Caching¶
Added in version 3.9.0.
coredis allows using a client side cache to eliminate readonly requests to the redis server when a response is available in the local cache.
If enabled the clients will cache the responses for readonly commands by
key/command/arguments. The coredis clients accept any cache
implementing the AbstractCache
interface and will:
Cache responses for readonly commands acting on single keys (the docstring for the method will indicate whether it supports caching, for example
get()
).Return cached responses when they are found if the cache is returning healthy via the
healthy
propertyInvalidate the entire cache for a key if a non readonly command is called
If the cache implements
SupportsSampling
and returns aconfidence
value lower than100
the client will distrust the cached response(100-$confidence)%
of the time and validate the cached response against the actual response from the server. The result of the comparison will be provided to the cache through a call tofeedback()

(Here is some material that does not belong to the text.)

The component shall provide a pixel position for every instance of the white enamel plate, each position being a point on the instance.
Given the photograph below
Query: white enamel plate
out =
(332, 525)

and it is up to the cache implementation to decide what to do with this feedback.
Tracking Cache¶
coredis currently ships with an implementation of Server assisted client side caching
that can be used with both the standalone Redis
client or the RedisCluster
client. This implementation enables client tracking for the client so that the redis server
remembers which keys the client has requested and if the key is modified (whether mutated, deleted or expired)

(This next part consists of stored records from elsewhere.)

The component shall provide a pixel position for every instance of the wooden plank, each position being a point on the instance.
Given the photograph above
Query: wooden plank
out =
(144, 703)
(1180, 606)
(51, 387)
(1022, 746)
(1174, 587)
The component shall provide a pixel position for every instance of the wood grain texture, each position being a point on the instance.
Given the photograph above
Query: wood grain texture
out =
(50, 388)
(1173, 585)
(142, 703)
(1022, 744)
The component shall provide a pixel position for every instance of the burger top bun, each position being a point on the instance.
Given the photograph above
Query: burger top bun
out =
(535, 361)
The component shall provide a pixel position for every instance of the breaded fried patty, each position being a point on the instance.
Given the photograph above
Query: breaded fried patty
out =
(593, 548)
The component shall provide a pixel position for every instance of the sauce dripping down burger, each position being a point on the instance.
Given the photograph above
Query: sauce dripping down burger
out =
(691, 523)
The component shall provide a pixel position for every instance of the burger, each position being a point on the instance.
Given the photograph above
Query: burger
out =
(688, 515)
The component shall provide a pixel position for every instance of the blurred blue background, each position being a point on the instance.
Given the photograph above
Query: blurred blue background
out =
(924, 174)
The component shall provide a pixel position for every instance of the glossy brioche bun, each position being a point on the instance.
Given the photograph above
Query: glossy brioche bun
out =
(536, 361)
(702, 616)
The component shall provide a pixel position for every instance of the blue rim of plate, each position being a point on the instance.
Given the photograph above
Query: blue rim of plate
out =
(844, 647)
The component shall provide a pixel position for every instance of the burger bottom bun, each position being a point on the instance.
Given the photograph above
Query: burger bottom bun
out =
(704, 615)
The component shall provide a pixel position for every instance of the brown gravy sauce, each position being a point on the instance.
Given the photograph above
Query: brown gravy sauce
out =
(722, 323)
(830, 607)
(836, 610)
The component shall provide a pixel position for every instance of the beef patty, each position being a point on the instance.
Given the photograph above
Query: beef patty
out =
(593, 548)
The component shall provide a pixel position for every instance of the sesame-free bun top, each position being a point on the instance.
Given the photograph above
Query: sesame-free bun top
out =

sends a notification that the cache subscribes to to invalidate the cache.
Specifically NodeTrackingCache
contains the implementation for a
single node and ClusterTrackingCache
tracks all the nodes in a redis cluster.
For convenience a proxy class that automatically picks the right implementation based on the
client is available as TrackingCache
.
For example:
import asyncio
import coredis
from coredis.cache import TrackingCache
cached_client = coredis.Redis(cache=TrackingCache())

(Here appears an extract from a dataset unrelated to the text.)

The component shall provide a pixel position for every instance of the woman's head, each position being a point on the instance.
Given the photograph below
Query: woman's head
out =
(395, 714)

regular_client = coredis.Redis()
# or in cluster mode
# cached_client = coredis.RedisCluster("localhost", 7000, cache=InvalidatingCache())
# regular_client = coredis.RedisCluster("localhost", 7000)
async def test():
assert not await cached_client.get("fubar") # None response cached
await regular_client.set("fubar", "bar") # <- triggers a push message to cached_client
await asyncio.sleep(0.01)
assert b"bar" == await cached_client.get("fubar") # Cache should be invalidated
assert b"bar" == await cached_client.get("fubar") # Fetched from local cache
await cached_client.delete(["fubar"]) # Invalidates local cache immediately
assert not await cached_client.get("fubar")
asyncio.run(test())
TrackingCache
exposes a few configuration options to fine tune
the cache. Specifically the following constructor arguments might be of interest:
max_size_bytes
Maximum size in bytes that the cache should be allowed to grow to. The cache will periodically shrink the cache in an LRU manner until it is below the threshold.
max_keys
Maximum number of redis keys to track. This does not map directly to the number of cached entries as the cache maintains a per key, per command, per argument cache.
max_idle_time_seconds
Maximum time to tolerate no repsonse from the server. The cache instance will use the
PING
command to verify if the server is responsive even if no invalidation notifications have been received and if the threshold is breached the in memory cache will be reset and the cache marked unhealthy.confidence
Confidence % in the cache. The client will sample cached values based on the confidence and if the cached value is not the same as the actual response from the server the actual value will be returned and the tainted key invalidated.
dynamic_confidence
If set to
True
the cache will adjust it’s confidence based on sampled (sampling depends on the initial confidence value itself) validations.